The NYT uses the Gulf oil disaster as a hook to examine the peak oil "collapsitarians." Some of them are a bit overwrought, it seems, and want to do more than rub their worry beads. Fortunately, there's a new cottage industry catering to their anxieties. The theme of the NYT story can be gleaned from this opener:
As oil continued to pour into the Gulf of Mexico on a recent Saturday, Jennifer Wilkerson spent three hours on the phone talking about life after petroleum. For Mrs. Wilkerson, 33, a moderate Democrat from Oakton, Va., who designs computer interfaces, the spill reinforced what she had been obsessing over for more than a year "” that oil use was outstripping the world's supply. She worried about what would come after: maybe food shortages, a collapse of the economy, a breakdown of civil order. Her call was part of a telephone course about how to live through it all. In bleak times, there is a boom in doom.
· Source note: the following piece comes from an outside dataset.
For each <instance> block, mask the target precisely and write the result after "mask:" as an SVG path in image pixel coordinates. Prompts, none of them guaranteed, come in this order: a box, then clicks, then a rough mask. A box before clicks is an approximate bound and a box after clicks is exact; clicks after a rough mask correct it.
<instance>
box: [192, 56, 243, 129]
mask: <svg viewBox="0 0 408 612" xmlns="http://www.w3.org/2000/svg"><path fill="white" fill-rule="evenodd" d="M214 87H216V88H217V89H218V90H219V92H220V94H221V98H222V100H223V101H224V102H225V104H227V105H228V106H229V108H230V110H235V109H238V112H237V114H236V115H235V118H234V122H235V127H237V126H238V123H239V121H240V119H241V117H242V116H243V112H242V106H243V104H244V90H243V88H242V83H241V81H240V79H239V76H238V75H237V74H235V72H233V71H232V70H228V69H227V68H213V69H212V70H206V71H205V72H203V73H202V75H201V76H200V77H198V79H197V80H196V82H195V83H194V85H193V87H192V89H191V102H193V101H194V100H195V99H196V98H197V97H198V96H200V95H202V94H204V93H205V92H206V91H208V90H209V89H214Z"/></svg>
Indeed there is. Click on the link for that telephone course. Check out its marketing pitch:
How do you feel about the current unraveling of industrial civilization and the coming transition? Do you long for a place to discuss your feelings, thoughts, and methods of preparation? Do you long to feel less alone as you live with all you know?
Now that's some serious fear mongering, served up with a soothing New Age veneer. Sure enough, click on the instructor's bio and homepage, and you'll learn that she's a former psychotherapist, whose latest book is called Sacred Demise: Walking the Spiritual Path of Industrial Civilization's Path. What's that sound you hear? The wonks at The Oil Drum retching in unison. Because I'm sure that's just what they want, their high-minded debates on overshoot being co-opted by pseudo-spiritualist claptrap. Still, you gotta admire that singularly American can-do entrepreneurial spirit. If industrial civilization is going under, someone might as well cash in on the collapse.